Innanzitutto, descriverò la sindrome del burnout e dirò alcune parole su come può essere riconosciuta. Quindi cercherò di spiegare lo sfondo su cui si verifica questa sindrome, quindi fornirò una breve panoramica di come lavorare con la sindrome del burnout e mostrerò come prevenirla.

FACILE FUORIUSCITA

Chi non conosce i sintomi del burnout? Penso che ogni persona li abbia mai sentiti. Mostriamo segni di esaurimento in noi stessi se abbiamo sperimentato un grande stress, realizzato qualcosa su larga scala. Ad esempio, se ci stessimo preparando per gli esami, lavorando a un progetto, scrivendo una tesi o allevando due bambini piccoli. Succede che al lavoro ci sia voluto molto sforzo, ci siano state alcune situazioni di crisi o, ad esempio, durante l'epidemia di influenza, i medici hanno dovuto lavorare molto duramente.

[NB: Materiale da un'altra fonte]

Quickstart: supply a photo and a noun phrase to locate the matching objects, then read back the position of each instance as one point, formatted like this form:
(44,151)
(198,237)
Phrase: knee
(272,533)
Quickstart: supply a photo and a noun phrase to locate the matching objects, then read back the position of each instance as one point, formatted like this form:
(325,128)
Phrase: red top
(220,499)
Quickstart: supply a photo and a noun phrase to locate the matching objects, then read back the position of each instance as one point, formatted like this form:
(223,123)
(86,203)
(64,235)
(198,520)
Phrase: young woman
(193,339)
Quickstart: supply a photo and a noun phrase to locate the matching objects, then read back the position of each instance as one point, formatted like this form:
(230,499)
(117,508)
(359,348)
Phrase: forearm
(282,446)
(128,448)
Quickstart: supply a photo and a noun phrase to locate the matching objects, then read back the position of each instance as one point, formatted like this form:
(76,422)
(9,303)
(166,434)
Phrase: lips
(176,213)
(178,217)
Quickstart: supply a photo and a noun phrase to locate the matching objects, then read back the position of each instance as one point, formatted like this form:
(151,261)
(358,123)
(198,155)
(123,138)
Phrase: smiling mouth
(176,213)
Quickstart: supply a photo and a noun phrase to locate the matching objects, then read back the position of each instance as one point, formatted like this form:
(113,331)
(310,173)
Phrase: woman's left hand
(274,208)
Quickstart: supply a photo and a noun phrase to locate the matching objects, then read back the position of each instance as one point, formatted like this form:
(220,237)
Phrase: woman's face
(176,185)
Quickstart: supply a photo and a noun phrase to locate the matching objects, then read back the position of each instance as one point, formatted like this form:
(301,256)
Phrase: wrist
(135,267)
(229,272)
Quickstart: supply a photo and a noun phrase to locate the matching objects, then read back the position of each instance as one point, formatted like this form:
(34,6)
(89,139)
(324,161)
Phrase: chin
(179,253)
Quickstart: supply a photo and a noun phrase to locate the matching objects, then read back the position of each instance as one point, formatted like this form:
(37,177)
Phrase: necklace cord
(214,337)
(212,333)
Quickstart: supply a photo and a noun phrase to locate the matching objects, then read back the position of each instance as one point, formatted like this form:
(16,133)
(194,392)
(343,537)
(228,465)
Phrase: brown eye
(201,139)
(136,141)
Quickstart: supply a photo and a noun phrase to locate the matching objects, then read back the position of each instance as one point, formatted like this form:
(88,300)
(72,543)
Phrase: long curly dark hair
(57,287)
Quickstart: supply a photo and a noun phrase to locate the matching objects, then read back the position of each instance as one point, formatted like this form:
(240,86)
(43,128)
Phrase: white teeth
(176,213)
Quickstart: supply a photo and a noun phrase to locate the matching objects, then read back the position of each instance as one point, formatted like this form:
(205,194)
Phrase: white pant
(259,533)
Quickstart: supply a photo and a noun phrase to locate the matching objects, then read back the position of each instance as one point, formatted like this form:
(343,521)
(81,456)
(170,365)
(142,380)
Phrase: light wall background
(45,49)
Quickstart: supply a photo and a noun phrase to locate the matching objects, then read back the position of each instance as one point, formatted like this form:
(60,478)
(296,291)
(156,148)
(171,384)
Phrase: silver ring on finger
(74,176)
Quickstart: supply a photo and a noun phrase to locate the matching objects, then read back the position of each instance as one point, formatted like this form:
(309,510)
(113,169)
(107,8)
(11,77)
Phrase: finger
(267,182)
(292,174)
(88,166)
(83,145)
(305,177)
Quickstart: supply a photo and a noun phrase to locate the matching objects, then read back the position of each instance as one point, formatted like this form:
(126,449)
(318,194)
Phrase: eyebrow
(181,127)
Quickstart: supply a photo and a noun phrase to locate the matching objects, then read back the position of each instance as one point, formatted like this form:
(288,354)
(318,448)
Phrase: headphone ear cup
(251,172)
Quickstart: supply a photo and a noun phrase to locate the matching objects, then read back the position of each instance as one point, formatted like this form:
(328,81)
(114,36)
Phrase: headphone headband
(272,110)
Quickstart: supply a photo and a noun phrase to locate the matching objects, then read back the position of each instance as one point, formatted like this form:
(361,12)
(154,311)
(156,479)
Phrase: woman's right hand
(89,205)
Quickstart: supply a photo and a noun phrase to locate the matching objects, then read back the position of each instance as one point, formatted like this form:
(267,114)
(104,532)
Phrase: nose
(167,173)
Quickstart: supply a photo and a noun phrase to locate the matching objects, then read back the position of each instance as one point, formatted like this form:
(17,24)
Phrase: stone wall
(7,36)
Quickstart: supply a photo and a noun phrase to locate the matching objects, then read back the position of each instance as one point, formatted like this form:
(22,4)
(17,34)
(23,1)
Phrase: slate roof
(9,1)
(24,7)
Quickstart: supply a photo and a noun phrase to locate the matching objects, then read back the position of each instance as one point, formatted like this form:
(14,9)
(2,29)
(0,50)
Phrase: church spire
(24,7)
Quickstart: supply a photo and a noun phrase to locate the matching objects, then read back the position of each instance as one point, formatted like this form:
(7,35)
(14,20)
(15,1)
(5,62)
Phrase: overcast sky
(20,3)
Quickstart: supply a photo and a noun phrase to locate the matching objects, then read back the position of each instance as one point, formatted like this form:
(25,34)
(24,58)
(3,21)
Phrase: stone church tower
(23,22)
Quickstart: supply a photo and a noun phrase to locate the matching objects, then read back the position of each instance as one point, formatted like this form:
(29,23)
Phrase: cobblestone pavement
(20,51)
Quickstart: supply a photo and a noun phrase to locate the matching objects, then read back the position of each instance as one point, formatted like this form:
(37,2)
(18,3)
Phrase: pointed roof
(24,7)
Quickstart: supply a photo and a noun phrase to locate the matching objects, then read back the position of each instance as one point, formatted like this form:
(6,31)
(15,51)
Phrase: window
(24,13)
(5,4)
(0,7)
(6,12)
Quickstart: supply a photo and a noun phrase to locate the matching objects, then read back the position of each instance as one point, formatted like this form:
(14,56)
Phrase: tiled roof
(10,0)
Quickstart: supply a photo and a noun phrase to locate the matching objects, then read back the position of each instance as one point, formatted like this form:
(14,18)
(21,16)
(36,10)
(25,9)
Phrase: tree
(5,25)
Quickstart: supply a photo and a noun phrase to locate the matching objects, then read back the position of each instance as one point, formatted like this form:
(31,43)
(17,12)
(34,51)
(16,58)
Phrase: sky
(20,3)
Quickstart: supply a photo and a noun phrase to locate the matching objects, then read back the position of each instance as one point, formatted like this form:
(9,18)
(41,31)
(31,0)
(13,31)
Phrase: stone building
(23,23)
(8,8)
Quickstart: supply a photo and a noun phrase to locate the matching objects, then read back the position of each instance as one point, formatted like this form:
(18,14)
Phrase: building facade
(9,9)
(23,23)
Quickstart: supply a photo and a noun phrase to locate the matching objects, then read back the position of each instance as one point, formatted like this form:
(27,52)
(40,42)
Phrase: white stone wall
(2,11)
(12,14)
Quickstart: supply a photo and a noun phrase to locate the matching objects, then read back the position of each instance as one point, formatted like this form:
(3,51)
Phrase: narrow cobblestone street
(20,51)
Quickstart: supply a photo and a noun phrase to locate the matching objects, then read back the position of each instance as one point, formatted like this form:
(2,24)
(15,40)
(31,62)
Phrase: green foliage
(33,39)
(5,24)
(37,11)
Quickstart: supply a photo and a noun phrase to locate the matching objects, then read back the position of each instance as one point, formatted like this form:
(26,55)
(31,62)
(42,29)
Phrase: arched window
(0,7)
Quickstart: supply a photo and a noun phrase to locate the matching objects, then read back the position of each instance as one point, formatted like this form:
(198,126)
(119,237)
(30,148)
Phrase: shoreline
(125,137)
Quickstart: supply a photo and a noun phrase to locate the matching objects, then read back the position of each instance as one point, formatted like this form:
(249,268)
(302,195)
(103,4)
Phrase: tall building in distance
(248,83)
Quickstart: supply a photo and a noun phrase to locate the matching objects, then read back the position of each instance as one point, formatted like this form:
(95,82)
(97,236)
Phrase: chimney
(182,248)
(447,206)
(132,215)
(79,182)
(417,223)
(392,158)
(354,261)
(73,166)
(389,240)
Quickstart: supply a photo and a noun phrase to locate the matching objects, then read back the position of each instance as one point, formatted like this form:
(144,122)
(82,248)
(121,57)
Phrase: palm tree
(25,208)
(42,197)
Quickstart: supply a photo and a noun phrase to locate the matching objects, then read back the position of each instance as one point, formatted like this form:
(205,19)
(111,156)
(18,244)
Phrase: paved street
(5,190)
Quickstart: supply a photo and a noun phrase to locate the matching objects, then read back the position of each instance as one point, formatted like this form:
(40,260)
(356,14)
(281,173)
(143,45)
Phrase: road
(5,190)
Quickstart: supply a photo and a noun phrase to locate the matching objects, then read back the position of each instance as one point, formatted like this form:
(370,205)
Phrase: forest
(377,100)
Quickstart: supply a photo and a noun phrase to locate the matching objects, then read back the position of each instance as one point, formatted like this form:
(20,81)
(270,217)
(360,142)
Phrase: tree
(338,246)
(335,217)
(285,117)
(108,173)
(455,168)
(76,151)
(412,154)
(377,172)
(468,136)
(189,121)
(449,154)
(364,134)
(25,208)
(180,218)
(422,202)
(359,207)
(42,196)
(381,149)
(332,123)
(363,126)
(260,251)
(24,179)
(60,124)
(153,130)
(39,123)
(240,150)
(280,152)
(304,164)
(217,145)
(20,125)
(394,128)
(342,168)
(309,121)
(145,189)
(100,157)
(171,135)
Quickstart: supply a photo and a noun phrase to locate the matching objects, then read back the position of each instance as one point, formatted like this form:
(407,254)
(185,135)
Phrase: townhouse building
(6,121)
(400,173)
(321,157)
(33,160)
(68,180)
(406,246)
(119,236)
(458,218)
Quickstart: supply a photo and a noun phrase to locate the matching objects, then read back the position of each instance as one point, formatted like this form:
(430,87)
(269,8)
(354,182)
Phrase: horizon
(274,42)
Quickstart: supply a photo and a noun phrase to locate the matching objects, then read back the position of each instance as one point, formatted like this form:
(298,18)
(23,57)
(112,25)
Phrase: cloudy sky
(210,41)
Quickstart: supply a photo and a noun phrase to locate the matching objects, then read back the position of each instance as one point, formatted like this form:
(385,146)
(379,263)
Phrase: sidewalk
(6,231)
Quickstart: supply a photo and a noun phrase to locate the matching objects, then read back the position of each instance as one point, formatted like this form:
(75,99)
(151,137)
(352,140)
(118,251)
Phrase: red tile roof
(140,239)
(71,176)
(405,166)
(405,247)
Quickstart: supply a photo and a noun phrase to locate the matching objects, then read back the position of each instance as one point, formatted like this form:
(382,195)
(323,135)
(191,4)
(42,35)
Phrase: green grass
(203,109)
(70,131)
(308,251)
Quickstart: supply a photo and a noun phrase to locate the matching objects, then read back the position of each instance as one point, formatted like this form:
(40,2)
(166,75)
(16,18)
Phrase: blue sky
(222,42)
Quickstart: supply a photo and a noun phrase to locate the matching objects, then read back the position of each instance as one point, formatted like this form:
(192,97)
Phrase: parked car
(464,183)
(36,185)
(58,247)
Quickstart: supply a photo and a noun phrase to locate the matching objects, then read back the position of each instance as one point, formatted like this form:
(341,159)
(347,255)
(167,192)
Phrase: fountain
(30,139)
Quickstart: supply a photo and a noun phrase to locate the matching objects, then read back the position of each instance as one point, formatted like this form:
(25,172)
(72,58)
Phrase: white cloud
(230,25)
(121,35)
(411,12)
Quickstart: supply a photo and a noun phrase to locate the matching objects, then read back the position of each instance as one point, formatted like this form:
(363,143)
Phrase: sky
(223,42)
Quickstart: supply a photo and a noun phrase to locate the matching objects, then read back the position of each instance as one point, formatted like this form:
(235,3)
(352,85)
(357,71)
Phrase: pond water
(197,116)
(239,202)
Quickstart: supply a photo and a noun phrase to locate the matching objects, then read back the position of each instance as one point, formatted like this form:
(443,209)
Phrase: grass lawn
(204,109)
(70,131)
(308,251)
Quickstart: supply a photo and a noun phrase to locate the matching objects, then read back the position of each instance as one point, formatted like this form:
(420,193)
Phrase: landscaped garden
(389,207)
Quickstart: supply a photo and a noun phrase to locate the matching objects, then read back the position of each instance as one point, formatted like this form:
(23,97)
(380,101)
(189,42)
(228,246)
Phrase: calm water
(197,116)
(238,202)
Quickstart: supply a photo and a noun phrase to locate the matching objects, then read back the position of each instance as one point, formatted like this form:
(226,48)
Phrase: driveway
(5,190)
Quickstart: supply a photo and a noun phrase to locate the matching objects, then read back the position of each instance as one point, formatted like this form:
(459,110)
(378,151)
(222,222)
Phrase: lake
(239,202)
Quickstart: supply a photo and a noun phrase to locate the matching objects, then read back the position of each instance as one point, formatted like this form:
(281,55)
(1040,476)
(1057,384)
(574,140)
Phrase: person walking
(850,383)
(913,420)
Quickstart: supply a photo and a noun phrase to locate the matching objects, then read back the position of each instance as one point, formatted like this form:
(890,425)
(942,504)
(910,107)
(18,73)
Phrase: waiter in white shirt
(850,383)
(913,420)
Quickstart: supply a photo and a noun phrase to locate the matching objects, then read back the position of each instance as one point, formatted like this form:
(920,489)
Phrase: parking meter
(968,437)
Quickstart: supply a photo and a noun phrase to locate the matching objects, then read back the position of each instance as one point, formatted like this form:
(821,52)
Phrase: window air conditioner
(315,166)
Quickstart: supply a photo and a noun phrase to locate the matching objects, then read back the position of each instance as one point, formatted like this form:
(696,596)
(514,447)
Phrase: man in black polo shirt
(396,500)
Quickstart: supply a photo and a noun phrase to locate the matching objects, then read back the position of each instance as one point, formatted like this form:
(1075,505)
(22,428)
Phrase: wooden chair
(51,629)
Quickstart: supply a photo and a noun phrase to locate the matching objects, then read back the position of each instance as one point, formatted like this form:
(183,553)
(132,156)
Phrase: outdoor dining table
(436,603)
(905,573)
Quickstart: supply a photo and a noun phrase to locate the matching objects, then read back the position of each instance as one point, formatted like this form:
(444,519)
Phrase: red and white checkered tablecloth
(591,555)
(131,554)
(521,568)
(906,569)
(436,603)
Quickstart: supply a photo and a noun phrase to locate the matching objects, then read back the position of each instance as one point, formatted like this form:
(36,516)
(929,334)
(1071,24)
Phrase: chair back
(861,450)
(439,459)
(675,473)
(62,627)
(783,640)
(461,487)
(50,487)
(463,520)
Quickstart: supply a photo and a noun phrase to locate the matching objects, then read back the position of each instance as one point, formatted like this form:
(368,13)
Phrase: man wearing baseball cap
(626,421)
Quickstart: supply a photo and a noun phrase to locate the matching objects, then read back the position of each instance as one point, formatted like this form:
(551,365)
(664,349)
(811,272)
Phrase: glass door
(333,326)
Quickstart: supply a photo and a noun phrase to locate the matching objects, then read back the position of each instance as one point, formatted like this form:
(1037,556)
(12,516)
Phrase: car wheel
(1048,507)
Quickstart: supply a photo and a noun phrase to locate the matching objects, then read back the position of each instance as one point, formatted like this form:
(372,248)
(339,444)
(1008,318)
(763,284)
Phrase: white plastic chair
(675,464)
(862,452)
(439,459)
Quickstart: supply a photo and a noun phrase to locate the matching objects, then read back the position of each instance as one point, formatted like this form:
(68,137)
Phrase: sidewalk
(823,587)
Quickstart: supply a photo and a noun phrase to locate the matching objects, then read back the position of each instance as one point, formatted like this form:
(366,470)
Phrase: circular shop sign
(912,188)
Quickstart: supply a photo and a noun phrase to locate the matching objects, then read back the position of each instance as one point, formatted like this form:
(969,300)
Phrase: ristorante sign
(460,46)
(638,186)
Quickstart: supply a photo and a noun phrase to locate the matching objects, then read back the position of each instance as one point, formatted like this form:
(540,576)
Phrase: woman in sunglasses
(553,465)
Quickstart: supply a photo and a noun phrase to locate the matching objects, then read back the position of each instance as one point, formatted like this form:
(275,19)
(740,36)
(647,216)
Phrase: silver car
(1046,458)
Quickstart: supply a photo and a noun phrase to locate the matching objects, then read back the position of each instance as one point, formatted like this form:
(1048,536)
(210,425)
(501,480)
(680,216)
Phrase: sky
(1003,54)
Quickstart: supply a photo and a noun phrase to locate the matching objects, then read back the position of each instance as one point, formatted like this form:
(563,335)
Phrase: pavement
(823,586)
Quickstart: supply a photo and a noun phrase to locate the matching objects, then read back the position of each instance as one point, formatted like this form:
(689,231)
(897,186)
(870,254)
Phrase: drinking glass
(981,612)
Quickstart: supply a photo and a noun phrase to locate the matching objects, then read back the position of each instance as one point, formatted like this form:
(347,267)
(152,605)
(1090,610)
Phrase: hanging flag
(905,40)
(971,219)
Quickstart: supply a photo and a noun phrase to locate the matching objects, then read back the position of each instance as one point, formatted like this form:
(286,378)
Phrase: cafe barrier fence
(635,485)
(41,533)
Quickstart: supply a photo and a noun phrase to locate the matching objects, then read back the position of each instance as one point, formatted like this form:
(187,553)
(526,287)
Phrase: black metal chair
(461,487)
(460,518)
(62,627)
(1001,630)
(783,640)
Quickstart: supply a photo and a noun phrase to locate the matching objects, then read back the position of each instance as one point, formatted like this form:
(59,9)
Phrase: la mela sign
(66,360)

E poi sintomi come irritabilità, mancanza di desideri, disturbi del sonno (quando una persona non riesce ad addormentarsi o, al contrario, dorme molto a lungo), una diminuzione della motivazione, una persona si sente per lo più a disagio e possono comparire sintomi depressivi. Questa è una versione semplice del burnout - burnout a livello di reazione, una reazione fisiologica e psicologica allo stress eccessivo. Quando la situazione è finita, i sintomi scompaiono da soli. In questo caso, i fine settimana liberi, il tempo per te stesso, il sonno, le vacanze, lo sport possono aiutare. Se non riforniamo energia attraverso il riposo, il corpo entra in una modalità di risparmio energetico.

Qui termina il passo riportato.